On June 7, 2017, Michael Bonella, a partner with Condo Roccia Koptiw LLP, presented at the IP Strategy Summit in Philadelphia, PA. Michael was a member of a panel consisting of Matthew Blischak of Teva Pharmaceuticals and Leon Lum of Novo Nordisk. The panel discussed strategy for post-issuance proceedings in the U.S. Patent and Trademark Office.
Based on his litigation experience with patents in all forums, Michael stressed the need to communicate and persuade administrative law judges on a technical level because they approach post-issuance proceedings with their technical training in mind and are therefore differently situated than an Article III judge or a jury. As Michael explained, any decision maker, whether judge or jury, needs to be persuaded based on their own life experiences and life story. Since patent office judges are technically trained, they approach technical validity issues with their technical training in mind and therefore they need to be persuaded from a technical perspective as to whether a reference does or does not disclose a patent claim limitation.
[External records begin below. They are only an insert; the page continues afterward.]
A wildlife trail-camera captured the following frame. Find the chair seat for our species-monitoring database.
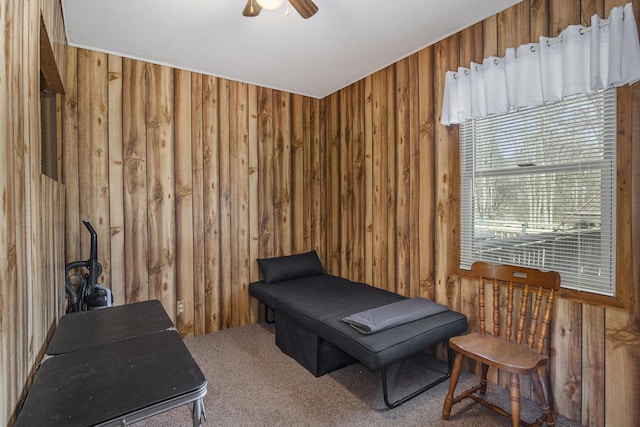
[449,332,548,375]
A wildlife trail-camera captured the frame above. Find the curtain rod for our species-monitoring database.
[453,15,624,79]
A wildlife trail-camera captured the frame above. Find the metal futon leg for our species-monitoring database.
[264,305,276,324]
[381,340,453,409]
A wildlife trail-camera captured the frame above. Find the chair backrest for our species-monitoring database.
[471,262,560,353]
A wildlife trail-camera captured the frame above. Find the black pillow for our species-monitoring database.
[258,251,325,284]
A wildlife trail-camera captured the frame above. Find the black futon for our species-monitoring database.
[249,251,467,408]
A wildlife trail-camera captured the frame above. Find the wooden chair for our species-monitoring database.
[442,262,560,427]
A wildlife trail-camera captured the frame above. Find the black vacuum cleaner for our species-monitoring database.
[64,219,113,313]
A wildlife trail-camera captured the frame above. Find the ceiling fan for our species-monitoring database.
[242,0,318,19]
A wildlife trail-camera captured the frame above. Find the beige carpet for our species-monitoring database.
[137,324,578,427]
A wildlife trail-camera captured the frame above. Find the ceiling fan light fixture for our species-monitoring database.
[256,0,286,10]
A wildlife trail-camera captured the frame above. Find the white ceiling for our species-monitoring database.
[62,0,521,98]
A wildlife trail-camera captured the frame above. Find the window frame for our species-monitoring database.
[456,86,634,310]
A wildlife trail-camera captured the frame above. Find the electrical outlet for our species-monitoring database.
[176,301,184,316]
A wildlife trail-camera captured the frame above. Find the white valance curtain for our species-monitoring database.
[440,3,640,126]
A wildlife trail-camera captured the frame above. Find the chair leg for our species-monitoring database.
[509,374,520,427]
[442,353,464,420]
[531,371,556,426]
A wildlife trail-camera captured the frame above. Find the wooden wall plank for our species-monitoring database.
[414,47,435,300]
[191,73,207,336]
[229,83,250,326]
[78,50,111,292]
[258,88,275,258]
[173,70,195,337]
[371,69,389,289]
[247,86,260,322]
[362,76,374,284]
[407,54,424,297]
[382,65,398,291]
[396,59,411,297]
[351,80,367,282]
[122,59,149,303]
[62,47,83,263]
[325,93,342,274]
[334,87,355,278]
[290,95,308,254]
[273,91,292,256]
[573,304,606,426]
[217,79,235,329]
[202,76,222,333]
[146,64,176,323]
[104,55,126,304]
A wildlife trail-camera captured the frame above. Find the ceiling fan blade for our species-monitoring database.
[289,0,318,19]
[242,0,262,16]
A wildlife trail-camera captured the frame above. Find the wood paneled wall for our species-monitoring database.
[0,0,65,425]
[63,0,640,426]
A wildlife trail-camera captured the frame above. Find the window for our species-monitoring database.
[460,89,617,297]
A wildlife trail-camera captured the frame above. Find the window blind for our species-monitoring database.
[460,89,617,296]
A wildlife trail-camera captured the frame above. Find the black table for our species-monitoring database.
[47,300,175,356]
[16,303,207,426]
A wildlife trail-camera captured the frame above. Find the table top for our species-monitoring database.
[16,330,207,427]
[47,300,174,355]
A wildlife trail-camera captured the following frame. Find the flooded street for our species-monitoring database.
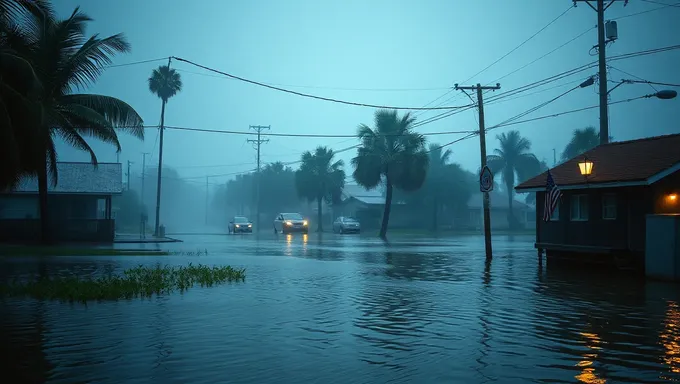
[0,234,680,384]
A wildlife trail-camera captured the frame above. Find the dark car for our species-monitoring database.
[274,213,309,233]
[333,216,361,233]
[228,216,253,234]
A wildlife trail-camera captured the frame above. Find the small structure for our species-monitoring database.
[464,190,535,229]
[0,162,123,242]
[515,134,680,269]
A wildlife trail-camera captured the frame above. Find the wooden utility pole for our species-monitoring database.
[127,160,134,192]
[247,125,271,231]
[573,0,628,144]
[454,83,501,260]
[153,57,172,237]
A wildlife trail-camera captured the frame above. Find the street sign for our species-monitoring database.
[479,165,493,192]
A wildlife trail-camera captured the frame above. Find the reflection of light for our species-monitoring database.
[574,332,607,384]
[659,301,680,373]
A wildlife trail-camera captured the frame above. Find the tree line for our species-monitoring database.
[0,0,599,242]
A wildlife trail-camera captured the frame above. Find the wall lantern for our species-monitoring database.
[578,157,593,177]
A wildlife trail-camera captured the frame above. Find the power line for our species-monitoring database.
[173,56,472,110]
[104,57,168,68]
[175,69,451,92]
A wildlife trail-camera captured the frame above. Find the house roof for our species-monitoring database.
[468,190,532,209]
[6,162,123,195]
[515,134,680,192]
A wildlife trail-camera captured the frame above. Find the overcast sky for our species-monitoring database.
[55,0,680,190]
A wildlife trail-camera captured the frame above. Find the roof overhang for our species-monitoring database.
[515,163,680,193]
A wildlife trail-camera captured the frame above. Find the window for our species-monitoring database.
[602,193,616,220]
[550,201,562,221]
[571,195,588,221]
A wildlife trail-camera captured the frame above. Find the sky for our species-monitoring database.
[55,0,680,192]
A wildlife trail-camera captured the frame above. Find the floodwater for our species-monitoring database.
[0,234,680,384]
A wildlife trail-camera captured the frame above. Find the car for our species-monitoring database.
[227,216,253,234]
[333,216,361,233]
[274,213,309,233]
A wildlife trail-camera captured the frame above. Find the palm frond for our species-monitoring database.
[61,94,144,139]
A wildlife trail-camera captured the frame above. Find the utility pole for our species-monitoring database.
[153,57,172,237]
[139,152,150,202]
[205,176,210,225]
[454,83,501,260]
[572,0,628,144]
[246,125,271,231]
[127,160,134,192]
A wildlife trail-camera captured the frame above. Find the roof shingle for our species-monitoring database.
[4,162,123,195]
[515,134,680,191]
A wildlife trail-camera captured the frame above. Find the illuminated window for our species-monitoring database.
[571,195,588,221]
[602,193,616,220]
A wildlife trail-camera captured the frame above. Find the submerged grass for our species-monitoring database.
[0,263,246,302]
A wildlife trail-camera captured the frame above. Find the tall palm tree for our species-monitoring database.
[5,8,144,242]
[486,131,540,228]
[352,110,429,239]
[295,146,345,232]
[562,127,614,161]
[149,64,182,236]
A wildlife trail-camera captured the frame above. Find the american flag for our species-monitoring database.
[543,171,562,221]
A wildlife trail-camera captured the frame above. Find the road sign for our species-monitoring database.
[479,165,493,192]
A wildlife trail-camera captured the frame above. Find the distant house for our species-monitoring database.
[0,162,123,242]
[515,134,680,262]
[468,190,536,229]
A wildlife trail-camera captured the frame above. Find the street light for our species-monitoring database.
[578,157,593,177]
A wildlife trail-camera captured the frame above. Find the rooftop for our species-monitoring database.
[515,134,680,192]
[5,162,123,195]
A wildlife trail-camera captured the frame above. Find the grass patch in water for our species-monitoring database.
[0,263,246,302]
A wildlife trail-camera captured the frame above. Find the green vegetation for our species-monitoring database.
[295,146,345,232]
[0,263,246,303]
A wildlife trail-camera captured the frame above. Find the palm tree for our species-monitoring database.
[295,146,345,232]
[149,64,182,236]
[0,0,47,190]
[352,110,429,239]
[562,127,614,161]
[5,3,144,242]
[486,131,540,228]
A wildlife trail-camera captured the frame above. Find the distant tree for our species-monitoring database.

Michael also emphasized that because post-grant proceedings are before technically trained judges, expert testimony and second considerations play a different role in post grant proceedings than in Federal Court litigation. Technically trained judges consider this evidence through the lens of their technical training. For example, a technically trained judge may be an expert in a patent’s technical field. Therefore, technical background information that helps to explain the patented or prior art technology may be helpful in persuading an administrative judge regarding whether a reference does or does not teach a claimed limitation because in this instance the case is being argued to an expert in the technical field, as opposed to a jury that does not have the same technical expertise.